The original object of study in this case was the Esquipulas-Ocotepeque-Citala Aquifer System, referred to as Trifinio Aquifer because of the name of the area where it is located. This system appeared as shared by Honduras, El Salvador and Guatemala and was well representative of the many intermountain alluvial aquifers that overlie fractured hard rock basements, with complex permeability distribution linked to both fractures and primary porosity.
The last studies conducted in the framework of the project showed that there is no hydraulic continuity between the aquifers present in the Cuenca of Esquipulas, including the deeper one below the shallow unconfined one, and the groundwater found downstream (Citala-Ocotepeque Aquifer) in Honduras and extending further South East into El Salvador. The only connection between the two aquifer systems is represented by the Rio Lempa itself, which develops both functions of recharge and discharge of the aquifers.
Two specificities in this case study implementation are:
- The International Union for the Protection of the Nature (IUCN) is the local partner of UNESCO-IHP for the implementation of the activities.
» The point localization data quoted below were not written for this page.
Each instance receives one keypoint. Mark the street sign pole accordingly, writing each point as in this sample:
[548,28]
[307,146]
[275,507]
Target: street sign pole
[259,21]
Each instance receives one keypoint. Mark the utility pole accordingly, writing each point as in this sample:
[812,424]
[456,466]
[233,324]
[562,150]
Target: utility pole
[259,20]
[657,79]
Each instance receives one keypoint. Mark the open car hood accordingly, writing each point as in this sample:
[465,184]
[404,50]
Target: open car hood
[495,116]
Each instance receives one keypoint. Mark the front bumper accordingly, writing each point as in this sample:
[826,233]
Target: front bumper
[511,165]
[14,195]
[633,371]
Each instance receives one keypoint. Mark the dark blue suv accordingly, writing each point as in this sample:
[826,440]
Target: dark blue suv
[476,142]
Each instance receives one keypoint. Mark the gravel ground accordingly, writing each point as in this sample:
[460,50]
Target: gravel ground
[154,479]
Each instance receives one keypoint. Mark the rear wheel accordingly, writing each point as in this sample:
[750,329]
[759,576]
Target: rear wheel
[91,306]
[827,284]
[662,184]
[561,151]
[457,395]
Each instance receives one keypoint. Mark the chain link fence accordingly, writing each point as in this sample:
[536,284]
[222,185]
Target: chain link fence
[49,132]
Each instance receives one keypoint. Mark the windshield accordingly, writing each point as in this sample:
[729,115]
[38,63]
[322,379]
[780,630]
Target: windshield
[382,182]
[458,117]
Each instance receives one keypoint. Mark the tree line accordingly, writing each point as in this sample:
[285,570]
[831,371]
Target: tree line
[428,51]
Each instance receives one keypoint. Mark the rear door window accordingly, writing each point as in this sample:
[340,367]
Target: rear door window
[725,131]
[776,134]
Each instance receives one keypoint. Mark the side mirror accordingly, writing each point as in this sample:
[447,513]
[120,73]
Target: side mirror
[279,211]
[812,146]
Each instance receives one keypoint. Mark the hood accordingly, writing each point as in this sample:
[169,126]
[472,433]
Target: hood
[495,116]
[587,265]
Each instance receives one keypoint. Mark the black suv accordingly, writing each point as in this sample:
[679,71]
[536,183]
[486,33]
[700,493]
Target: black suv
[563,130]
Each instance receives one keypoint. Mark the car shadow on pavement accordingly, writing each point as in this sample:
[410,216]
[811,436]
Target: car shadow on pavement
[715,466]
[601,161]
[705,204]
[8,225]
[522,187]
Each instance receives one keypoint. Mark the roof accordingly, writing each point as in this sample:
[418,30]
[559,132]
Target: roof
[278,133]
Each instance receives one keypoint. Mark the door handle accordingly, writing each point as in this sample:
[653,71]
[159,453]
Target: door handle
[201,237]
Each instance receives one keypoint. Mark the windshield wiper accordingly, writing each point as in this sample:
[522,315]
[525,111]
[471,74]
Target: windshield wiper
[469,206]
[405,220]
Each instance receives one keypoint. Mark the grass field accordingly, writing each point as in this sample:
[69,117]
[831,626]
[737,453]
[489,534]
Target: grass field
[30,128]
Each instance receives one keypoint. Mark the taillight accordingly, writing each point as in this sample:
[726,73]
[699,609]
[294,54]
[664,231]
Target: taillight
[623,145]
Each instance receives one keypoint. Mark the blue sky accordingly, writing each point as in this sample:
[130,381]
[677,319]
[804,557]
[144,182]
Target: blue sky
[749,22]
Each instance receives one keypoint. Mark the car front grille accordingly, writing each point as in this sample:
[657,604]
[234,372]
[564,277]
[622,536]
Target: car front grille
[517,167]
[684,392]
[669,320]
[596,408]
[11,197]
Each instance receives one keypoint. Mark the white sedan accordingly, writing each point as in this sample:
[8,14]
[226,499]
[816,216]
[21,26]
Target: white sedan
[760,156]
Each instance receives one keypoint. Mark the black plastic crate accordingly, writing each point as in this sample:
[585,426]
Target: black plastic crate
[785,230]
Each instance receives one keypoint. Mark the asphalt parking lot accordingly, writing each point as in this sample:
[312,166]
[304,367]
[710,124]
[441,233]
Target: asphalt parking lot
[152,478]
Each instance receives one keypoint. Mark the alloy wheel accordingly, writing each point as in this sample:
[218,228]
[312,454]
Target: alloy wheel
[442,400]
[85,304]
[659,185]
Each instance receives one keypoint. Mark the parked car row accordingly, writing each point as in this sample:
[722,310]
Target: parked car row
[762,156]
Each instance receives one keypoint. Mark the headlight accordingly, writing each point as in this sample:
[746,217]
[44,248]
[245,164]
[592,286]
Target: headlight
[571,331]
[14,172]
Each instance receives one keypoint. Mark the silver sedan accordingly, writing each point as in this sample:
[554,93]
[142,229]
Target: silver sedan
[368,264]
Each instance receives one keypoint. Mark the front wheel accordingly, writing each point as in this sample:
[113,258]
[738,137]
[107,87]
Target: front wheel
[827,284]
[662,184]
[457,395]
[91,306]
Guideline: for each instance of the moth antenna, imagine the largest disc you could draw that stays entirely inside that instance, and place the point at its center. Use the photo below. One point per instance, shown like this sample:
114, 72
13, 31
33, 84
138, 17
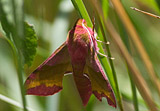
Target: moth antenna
103, 42
147, 13
105, 55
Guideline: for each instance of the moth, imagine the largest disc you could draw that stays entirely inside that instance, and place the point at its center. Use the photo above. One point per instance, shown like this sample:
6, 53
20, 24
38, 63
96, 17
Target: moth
78, 55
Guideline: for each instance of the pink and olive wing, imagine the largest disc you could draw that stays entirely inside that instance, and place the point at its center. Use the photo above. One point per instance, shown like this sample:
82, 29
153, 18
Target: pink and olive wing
100, 85
83, 83
47, 78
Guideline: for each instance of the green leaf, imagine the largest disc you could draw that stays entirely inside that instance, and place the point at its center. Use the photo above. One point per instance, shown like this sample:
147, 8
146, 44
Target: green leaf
30, 44
4, 21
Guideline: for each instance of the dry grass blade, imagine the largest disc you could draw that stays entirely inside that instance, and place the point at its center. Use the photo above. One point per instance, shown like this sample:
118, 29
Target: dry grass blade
138, 79
134, 36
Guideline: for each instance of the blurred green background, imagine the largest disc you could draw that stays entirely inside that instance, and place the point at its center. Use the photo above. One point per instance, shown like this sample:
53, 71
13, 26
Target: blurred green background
52, 19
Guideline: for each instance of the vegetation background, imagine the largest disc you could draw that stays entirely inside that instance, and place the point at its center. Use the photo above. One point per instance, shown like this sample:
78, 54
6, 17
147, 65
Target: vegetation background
134, 74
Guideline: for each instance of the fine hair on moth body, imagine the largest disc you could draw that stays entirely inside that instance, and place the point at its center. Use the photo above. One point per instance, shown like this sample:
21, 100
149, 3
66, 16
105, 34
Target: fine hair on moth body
147, 13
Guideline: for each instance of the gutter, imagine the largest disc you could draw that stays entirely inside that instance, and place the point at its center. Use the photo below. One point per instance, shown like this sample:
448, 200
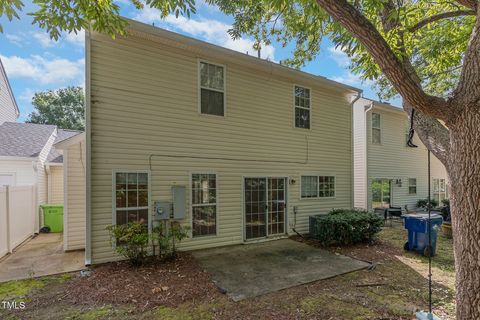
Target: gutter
367, 110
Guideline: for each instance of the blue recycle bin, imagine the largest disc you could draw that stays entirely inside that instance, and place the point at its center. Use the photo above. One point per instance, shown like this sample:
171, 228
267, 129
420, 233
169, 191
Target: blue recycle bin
417, 226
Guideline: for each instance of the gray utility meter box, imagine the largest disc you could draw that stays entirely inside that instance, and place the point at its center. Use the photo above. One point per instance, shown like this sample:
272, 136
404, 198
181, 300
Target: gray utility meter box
179, 194
162, 210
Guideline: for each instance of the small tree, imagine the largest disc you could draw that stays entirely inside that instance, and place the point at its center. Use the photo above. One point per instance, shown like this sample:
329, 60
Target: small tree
64, 108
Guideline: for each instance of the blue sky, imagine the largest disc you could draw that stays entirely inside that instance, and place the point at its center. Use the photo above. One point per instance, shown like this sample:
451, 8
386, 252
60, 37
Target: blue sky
35, 63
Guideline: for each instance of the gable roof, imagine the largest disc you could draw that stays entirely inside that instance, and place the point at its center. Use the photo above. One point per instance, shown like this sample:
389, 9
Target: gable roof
205, 49
62, 134
23, 139
4, 74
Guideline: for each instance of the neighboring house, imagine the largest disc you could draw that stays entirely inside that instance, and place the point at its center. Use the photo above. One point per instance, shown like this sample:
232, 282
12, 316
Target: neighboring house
386, 171
8, 106
28, 158
258, 147
74, 165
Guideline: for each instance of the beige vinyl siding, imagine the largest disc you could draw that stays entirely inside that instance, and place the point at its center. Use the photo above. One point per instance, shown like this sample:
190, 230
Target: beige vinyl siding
145, 101
359, 153
8, 111
42, 177
75, 197
56, 185
392, 159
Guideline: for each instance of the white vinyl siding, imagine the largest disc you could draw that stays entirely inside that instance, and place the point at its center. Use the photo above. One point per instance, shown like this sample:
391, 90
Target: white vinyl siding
153, 77
302, 108
8, 111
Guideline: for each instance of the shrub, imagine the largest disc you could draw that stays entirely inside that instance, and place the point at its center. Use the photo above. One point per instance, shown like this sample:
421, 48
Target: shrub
345, 227
131, 241
423, 203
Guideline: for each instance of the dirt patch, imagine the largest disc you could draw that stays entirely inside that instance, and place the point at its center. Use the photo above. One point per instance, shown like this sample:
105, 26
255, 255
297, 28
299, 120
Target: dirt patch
169, 283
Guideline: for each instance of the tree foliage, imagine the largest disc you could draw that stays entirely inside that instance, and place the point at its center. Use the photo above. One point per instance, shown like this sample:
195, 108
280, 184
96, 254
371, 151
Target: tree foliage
64, 108
432, 35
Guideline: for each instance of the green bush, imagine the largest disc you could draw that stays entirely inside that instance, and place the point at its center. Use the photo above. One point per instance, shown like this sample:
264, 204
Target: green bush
131, 241
345, 227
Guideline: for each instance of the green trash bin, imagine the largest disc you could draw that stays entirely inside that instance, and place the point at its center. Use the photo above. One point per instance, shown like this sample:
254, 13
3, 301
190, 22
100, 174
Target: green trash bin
53, 217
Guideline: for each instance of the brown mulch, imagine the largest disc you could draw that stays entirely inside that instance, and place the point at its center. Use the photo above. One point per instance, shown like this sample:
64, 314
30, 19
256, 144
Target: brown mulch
166, 283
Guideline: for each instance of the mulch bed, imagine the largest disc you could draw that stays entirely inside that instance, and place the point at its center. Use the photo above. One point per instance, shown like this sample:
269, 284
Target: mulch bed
166, 283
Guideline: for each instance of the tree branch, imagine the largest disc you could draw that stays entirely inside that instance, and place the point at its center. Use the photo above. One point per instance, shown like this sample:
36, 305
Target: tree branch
400, 73
440, 16
468, 89
472, 4
434, 135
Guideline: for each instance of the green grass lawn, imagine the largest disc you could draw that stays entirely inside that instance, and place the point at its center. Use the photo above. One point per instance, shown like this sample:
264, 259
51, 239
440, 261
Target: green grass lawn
394, 289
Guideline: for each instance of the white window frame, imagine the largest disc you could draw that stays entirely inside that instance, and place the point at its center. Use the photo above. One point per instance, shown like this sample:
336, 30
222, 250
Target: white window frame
199, 79
318, 186
379, 128
444, 193
295, 107
411, 185
114, 195
191, 205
- The Trifinio region covers an area of about 7,500 km2 in the border areas of Guatemala, Honduras, and El Salvador. The “Plan Trifinio” is a development plan for the three countries’ trans-national region. The Plan and its related bodies and Members (Technical Secretariat, Executive Secretariat, Countries representatives) consider the area as indivisible. The role of water in the plans, actions, and processes currently underway is raising its profile in relation to the attention given to other natural resources.